Aujourd’hui, c’est sans amertume que je m’interroge sur le fonctionnement de certains écrivains. Adeptes du plagiat pur et simple (comme Patrice Delbourg qui a obtenu le Prix Apollinaire avec un recueil qui n’était pas totalement de lui) ou opportunistes peu scrupuleux : l’idée était dans l’air. En ce qui concerne les duettistes du « A nouveau est arrivé », je pencherai pour cette seconde hypothèse. Juste un manque d’élégance. Mais jusqu’à quel point est-on propriétaire d’une idée, d’un concept ? Faudrait-il faire comme Arthur [2], clown ridicule et ennuyeux, qui dépose tout ce qui lui vient à l’esprit même et surtout si l’idée n’est pas de lui ? Non, évidemment. Je crois encore au vertige de la création et au partage des richesses. Que Pierre Ziegelmeyer et Jean-Benoît Thirion se rassurent, je n’en veux pas à leur porte-monnaie et, il n'y a aucun doute, ils sont bien les auteurs de leur livre ! Je réfléchissais juste sur les influences liées à la création d’une œuvre littéraire. Dans un dossier consacré au plagiat publié en novembre 1997 dans l'Evènement du Jeudi, le susnommé Patrice Delbourg se livrait à un «bref éloge de l'écrivain en éponge» et écrivait, sans doute en toute connaissance de cause: «Face à l'urgence, la paresse, la fatigue, la rentabilité à tout crin, le corps plie, les neurones se mettent, eux, aux abonnés absents et, forcément, on se dope, on rapine la substantifique moelle du collègue. La tentation est trop forte.» Vaste débat...

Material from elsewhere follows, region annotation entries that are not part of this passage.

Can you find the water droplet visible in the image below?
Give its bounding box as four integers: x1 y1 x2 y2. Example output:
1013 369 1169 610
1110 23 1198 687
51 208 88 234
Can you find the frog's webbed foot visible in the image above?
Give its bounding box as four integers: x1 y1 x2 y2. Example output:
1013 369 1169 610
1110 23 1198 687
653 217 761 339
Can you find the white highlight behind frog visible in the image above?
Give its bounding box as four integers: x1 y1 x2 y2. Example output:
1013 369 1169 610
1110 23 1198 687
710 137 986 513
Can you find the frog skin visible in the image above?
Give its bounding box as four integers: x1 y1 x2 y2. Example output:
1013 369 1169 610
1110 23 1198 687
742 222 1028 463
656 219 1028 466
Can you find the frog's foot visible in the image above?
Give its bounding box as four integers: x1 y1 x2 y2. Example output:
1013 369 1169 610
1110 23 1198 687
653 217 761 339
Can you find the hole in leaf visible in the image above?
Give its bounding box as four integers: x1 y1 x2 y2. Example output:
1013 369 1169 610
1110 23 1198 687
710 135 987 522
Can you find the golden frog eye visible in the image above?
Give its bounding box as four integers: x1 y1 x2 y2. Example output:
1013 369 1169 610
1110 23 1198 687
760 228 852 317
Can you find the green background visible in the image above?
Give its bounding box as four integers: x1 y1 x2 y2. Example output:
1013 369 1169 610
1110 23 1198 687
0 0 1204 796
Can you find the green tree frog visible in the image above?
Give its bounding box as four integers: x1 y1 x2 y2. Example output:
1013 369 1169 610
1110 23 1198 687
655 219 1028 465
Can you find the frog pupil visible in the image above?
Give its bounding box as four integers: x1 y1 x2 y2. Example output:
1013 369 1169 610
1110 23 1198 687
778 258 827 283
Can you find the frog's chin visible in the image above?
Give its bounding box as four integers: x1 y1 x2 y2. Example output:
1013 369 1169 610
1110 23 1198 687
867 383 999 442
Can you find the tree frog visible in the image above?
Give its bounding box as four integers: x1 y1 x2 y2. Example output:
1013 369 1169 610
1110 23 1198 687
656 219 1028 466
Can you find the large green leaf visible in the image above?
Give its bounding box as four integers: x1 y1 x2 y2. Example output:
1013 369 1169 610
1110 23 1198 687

[1] Un fanzine est un « journal libre », souvent sans existence officielle (une large majorité des fanzines n'ont pas de dépôt légal), publié sous l'égide duDo it yourself(« faites-le vous-même »), souvent spécialisé, qui n'est soumis à aucun impératif de vente et que l'on se procure dans quelques librairies, ou sur abonnement.
[2] Animateur télé sur le déclin.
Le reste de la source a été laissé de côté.